Little wonder then that the administration’s intention to roll back environmental rules has been a boon to advocacy groups, which have been quick to fundraise off of the election results. In the four weeks after Election Day, the Sierra Club, the largest U.S. environmental group, said it recruited about 18,000 new members. The previous record for a four-week period was about 1,200 new members. For several large environmental advocacy groups, 2017 will go down as a year of exceptional increases in membership and resources. They can be counted on to use these resources to stoke the public debate and oppose the administration’s plans.
Ultimately, the administration will also have to take on a substantial corporate constituency with significant revenues linked to environment regulation. According to a Bloomberg analysis published on March 21: “Federal contract data shows that spending related to the environment reached 423 congressional districts in fiscal year 2016 and totaled $5.9 billion. Almost half that spending—47 percent—went to districts represented by Republicans.”

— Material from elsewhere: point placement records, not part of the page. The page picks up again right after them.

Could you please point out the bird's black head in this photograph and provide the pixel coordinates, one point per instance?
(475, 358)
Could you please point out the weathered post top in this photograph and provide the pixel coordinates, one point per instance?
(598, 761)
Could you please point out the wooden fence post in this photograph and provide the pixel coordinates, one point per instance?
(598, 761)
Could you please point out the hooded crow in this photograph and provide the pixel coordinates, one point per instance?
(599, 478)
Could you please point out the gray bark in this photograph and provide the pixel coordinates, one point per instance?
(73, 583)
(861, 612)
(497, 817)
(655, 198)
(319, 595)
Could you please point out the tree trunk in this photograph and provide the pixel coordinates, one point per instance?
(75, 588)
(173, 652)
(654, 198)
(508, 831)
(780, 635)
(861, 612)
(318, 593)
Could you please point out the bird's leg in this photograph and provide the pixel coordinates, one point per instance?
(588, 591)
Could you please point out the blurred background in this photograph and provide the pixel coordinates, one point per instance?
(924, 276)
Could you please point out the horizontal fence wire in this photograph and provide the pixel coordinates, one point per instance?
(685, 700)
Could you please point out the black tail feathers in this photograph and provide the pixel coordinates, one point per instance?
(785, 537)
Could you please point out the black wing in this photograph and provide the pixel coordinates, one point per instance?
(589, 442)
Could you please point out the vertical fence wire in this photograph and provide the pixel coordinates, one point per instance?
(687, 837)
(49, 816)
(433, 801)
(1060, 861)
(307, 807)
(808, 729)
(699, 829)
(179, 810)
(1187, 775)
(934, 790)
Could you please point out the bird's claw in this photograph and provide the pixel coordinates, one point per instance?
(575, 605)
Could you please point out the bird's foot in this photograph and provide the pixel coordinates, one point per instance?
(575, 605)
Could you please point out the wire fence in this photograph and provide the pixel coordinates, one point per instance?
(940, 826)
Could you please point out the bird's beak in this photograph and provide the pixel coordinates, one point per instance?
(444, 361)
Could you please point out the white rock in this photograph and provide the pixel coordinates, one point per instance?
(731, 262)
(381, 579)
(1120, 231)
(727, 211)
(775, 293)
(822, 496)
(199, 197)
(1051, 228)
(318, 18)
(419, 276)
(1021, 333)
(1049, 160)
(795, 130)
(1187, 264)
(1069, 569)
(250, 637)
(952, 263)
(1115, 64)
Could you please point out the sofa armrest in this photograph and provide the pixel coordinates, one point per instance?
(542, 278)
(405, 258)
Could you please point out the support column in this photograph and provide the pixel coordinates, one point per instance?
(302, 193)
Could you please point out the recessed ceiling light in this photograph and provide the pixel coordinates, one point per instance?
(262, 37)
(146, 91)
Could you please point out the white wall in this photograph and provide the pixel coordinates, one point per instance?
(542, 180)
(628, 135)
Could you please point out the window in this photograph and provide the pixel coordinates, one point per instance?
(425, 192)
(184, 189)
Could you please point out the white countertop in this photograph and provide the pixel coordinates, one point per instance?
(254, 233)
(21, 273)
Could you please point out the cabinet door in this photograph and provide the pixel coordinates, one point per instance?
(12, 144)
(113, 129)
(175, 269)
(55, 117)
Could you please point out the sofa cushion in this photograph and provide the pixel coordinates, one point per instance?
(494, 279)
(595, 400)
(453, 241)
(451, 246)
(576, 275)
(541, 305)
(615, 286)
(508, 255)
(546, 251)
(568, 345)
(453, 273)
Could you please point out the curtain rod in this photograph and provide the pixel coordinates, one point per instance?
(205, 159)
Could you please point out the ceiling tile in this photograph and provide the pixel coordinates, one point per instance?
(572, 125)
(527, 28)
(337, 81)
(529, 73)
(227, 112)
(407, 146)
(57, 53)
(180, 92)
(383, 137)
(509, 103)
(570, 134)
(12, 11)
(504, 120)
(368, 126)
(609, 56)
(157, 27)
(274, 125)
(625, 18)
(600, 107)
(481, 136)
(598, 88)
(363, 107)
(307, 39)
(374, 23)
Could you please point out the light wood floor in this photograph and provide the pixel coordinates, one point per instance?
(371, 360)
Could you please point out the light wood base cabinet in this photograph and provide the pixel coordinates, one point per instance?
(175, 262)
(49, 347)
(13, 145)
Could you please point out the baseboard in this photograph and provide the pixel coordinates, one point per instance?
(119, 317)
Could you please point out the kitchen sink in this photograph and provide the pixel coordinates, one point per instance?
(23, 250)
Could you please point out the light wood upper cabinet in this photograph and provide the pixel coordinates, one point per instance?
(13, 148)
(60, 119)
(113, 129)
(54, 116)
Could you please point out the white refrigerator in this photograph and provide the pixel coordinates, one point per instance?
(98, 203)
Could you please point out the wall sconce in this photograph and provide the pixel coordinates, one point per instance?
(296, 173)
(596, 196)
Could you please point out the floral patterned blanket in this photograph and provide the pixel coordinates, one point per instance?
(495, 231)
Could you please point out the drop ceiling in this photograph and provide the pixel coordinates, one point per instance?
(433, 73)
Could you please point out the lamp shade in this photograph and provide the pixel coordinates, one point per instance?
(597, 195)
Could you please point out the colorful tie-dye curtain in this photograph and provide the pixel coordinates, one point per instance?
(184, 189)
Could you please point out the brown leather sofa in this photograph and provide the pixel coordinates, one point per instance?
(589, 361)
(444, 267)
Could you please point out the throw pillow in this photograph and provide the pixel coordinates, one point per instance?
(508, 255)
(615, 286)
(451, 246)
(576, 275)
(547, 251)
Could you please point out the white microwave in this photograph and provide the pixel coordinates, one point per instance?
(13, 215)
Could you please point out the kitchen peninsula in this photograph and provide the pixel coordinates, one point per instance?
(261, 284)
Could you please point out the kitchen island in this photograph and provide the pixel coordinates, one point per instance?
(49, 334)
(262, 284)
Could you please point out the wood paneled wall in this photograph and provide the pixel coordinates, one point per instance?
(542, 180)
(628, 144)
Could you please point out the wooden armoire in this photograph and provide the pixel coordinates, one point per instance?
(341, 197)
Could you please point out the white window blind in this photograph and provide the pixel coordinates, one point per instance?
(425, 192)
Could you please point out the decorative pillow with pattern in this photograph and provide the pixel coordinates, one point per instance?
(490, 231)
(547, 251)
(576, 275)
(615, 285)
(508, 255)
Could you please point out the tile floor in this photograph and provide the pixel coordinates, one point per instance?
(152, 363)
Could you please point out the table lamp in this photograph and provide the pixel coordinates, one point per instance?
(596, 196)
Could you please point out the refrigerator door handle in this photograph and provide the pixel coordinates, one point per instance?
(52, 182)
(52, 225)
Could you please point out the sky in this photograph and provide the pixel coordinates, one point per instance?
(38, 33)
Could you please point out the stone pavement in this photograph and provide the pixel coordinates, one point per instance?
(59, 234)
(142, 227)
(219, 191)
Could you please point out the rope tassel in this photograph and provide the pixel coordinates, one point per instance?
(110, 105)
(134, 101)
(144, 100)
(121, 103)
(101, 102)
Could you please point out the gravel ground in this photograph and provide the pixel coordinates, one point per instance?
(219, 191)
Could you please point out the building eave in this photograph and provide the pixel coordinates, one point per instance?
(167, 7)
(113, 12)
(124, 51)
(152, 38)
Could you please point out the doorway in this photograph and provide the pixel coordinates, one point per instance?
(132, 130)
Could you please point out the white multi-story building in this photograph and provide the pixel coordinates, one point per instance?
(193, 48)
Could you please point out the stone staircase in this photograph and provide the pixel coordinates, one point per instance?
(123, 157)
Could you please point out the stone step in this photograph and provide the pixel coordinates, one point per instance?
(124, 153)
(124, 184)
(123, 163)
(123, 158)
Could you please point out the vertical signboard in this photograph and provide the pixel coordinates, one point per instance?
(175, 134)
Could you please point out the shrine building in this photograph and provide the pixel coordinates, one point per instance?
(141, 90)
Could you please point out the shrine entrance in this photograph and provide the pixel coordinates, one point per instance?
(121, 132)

Trimming back or eliminating federal contracts for the 4,462 companies Bloomberg identified as benefiting from environmentally related contracts could prove troublesome for an administration promising millions of new jobs. Notes Bloomberg: “President Donald Trump’s cuts to environmental programs may face resistance from members of his own party due to an Obama administration practice that spread billions of dollars in contracts to Republican as well as Democratic congressional districts.”
A Cautionary Tale
William Ruckelshaus, the head of the EPA from inceptions in 1970 to 1973, told a cautionary tale in The New York Times op-ed pages in March in which he spelled out the political risks faced by the Trump administration. In its initial years, the EPA made good progress addressing the country’s serious pollution problems: facing down resistance from chemical, mining and energy companies and their lobbyists, Ruckelshaus recalled. But by 1980, the EPA and its mission, particularly the Clean Air Act, had come under attack in the presidential campaign.
The Reagan administration took office in January 1981 determined to roll back environmental regulations promulgated by what it regarded as a bloated, job-killing bureaucracy. That effort did not go well. By 1983, the EPA administrator who presided over a 25 percent cut in the agency’s budget had been cited for contempt of Congress, and the staff was dispirited and in turmoil, notes Ruckelshaus. Another political appointee had been accused of lying to Congress, and there were reports of secret meetings with companies under EPA investigation and shredding of documents.
Ruckelshaus accepted Reagan’s assignment to right the agency. While awaiting confirmation, he reports, several chemical industry executives asked to meet with him:
“I expected to hear complaints that over-regulation was stifling economic growth, just as I had heard 10 years earlier, [writes Ruckelshaus]… Instead, I was stunned by their message. The public, they told me, was spooked about the turmoil at E.P.A. Americans didn’t believe anything was being done to protect their health and the environment. They didn’t believe the E.P.A., and they didn’t believe the chemical industry. These executives had concluded that they needed a confident, fair and independent E.P.A.”
The current administration seems on course to experience what political consultants call Newton’s Third Law of Politics: “To every action, there is always opposed an equal reaction.” As the Trump administration acts to eliminate or weaken environmental rules, it’s likely to see at least an equal, well-founded reaction. They may discover soon how large the “sustainability economy” has become and how deeply its principles have become embedded in the nation’s politics.
As Ruckelshaus noted, industry leaders may chafe under many regulations but those with a long-term vision for their companies also see value in this oversight. Companies often need government to validate their practices and clear the way for their projects.
Certainly, the investment community’s commitment to ESG standards continues to gain momentum, as will the investors’ pressure on companies to disclose more about their sustainability, diversity and governance practices. As the administration seeks to rein in regulations, more – the odds are that more, not fewer, corporate boards will conclude that adopting ESG disclosure standards and articulating their views on these issues is the best course for building shareholder value, attracting top talent, and maintaining credibility in the communities where they operate.